Netcdf Climate and Forecast (CF) Metadata Conventions

7.3.Cell Methods

To describe the characteristic of a field that is represented by cell values, we define the cell_methods attribute of the variable. This is a string attribute comprising a list of blank-separated words of the form "name: method". Each "name: method" pair indicates that for an the axis identified by name, the cell values representing the field have been determined or derived by the specified method. For example, if data values have been generated by computing time means, then this could be indicated with cell_methods=”t: mean”, assuming here that the name of the time dimension variable is “t”. The token name can be a dimension of the variable, a scalar coordinate variable, or a valid standard name.

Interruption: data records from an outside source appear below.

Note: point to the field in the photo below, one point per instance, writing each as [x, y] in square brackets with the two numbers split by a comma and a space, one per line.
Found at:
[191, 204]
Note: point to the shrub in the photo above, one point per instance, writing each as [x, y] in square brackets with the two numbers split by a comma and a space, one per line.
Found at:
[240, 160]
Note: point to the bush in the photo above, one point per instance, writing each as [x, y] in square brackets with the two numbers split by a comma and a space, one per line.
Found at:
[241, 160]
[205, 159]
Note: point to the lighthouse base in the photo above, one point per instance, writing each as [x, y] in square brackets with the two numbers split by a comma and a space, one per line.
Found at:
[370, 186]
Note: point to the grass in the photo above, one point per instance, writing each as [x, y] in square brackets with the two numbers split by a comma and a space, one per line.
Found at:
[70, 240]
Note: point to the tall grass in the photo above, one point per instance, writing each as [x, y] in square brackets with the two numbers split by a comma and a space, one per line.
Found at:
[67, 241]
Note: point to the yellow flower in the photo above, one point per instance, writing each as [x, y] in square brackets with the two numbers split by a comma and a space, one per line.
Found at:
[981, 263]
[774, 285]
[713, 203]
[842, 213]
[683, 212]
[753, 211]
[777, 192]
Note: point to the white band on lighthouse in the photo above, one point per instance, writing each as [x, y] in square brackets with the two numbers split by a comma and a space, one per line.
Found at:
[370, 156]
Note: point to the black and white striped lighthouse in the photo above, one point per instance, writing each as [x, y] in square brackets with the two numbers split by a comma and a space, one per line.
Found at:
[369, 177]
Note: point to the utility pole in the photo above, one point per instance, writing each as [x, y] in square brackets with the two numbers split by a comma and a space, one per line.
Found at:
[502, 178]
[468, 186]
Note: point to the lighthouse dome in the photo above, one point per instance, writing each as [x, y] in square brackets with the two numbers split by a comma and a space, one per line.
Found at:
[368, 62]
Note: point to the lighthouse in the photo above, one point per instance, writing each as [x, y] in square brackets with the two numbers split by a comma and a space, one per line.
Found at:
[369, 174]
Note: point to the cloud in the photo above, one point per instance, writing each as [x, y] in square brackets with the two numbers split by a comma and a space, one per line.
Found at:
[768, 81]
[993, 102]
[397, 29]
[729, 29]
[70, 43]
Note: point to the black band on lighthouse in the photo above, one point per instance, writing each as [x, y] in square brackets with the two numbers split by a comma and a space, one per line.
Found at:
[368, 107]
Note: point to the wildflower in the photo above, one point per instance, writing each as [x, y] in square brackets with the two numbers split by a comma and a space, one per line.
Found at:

In the specification of this attribute, name can be a dimension of the variable, a scalar coordinate variable, a valid standard name, or the word “area”. (See Section 7.3.4, Cell methods when there are no coordinates, concerning the use of standard names in cell_methods.) The values of method should be selected from the list in AppendixE, Cell Methods, which includes point, sum, mean, maximum, minimum, mid_range, standard_deviation, variance, mode, and median. Case is not significant in the method name. Some methods (e.g., variance) imply a change of units of the variable, as is indicated in Appendix E, Cell Methods. and this also is specified by AppendixD, Dimensionless Vertical Coordinates.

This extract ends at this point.